От стихов Миши Файнермана у меня всю жизнь будут бежать мурашки по коже… Потому что Миша – настоящий Поэт. О чём бы он ни писал. О чём бы он ни писал, он писал сердцем, своими слезами. Каждая его строчка, самая коротенькая – это живой нерв…

* * *
Только зяблик
перелётный
знает:
рождение, любовь, смерть.

(Потом, через много-много лет, я буду составлять, лепить Мишину книгу, из маленьких и больших сгустков боли… И назову её – «Зяблик перелётный», потому что он сам в своей нерешительности никак не мог придумать ей название…)

* * *

Возвращаясь из лито, зашли к Славе Бачко и Марьяне Тонковой.

Они живут рядом с метро «Сокольники». Они так мило повстречались мне осенью, в Крыму, на дорожках пустынного Судака, они были так приветливы со мной, когда мне было тоскливо и одиноко. Они, уезжая раньше меня, взяли с меня слово, что, вернувшись в Москву, я непременно зайду к ним.

И вот мы зашли. Впрочем, я бывала у них и раньше, ещё тем, далёким летом… А Гавр у них впервые.

Гавр, живущий по-спартански и любящий простоту, усмехнулся, увидев мелкобуржуазную обстановку их дома: пышную кровать с высокой деревянной спинкой, изысканную мебель с гнутыми ножками, мраморный камин и прочие прибамбасы. Но мне было наплевать на всю эту декорацию. Главное, что Слава любил тех же поэтов, что и я: Мандельштама, Цветаеву, Сашу Чёрного. Они были запрещены в то время, но у него было много старых изданий, ещё дореволюционных, и он мог читать своих любимых поэтов хоть целый вечер, вышагивая по квартире, – большой, толстый, в висячем на нём мешком свитере, такой смешной немножко и очень уютный, очень домашний. Марьяна в это время могла шепнуть мне: «Я пойду приму ванну, а ты посиди, пожалуйста, послушай. Ему нужен слушатель. Спаси меня хотя бы на один вечер!…»

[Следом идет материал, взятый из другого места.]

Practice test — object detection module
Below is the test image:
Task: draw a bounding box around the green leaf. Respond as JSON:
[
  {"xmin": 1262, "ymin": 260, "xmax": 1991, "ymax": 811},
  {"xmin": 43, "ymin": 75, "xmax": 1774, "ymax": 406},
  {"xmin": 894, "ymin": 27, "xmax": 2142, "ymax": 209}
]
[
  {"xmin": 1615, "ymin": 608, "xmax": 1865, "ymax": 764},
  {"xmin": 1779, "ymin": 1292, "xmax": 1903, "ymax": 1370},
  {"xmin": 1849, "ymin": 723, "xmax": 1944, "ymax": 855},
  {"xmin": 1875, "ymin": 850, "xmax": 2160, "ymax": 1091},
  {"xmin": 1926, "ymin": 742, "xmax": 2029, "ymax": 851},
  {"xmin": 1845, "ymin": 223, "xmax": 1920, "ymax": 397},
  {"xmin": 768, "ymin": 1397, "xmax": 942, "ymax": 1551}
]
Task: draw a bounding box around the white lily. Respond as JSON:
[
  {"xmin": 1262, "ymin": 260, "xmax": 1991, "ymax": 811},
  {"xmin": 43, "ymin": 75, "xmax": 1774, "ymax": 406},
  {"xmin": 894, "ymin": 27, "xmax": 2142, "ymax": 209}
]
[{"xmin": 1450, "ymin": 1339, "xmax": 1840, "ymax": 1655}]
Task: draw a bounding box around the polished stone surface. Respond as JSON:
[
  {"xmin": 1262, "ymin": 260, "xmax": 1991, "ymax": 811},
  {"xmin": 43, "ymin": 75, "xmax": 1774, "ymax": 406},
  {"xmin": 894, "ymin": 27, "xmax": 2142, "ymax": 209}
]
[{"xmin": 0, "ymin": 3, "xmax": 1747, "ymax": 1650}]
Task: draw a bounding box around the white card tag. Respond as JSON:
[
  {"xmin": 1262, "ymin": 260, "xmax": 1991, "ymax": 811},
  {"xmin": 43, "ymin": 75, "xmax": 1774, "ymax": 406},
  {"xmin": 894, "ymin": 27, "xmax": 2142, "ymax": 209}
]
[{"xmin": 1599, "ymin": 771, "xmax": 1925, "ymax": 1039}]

А ещё Слава обожал Василия Розанова, у него была потрёпанная книжечка «Опавших листьев», которую он нашёл у букиниста, и был безмерно счастлив своей находкой, и он зачитывал нам оттуда свои любимые места… Именно от Славы я впервые услышала имя Розанова. За это я ему была очень благодарна. За это я ему прощала гнутые ножки столов и диванчиков в их доме. Я не принимала их, эти манерные ножки, всерьёз. Я считала, что это у Славы игра такая. Должен же он был на чём-то отдыхать от своей тяжкой работы.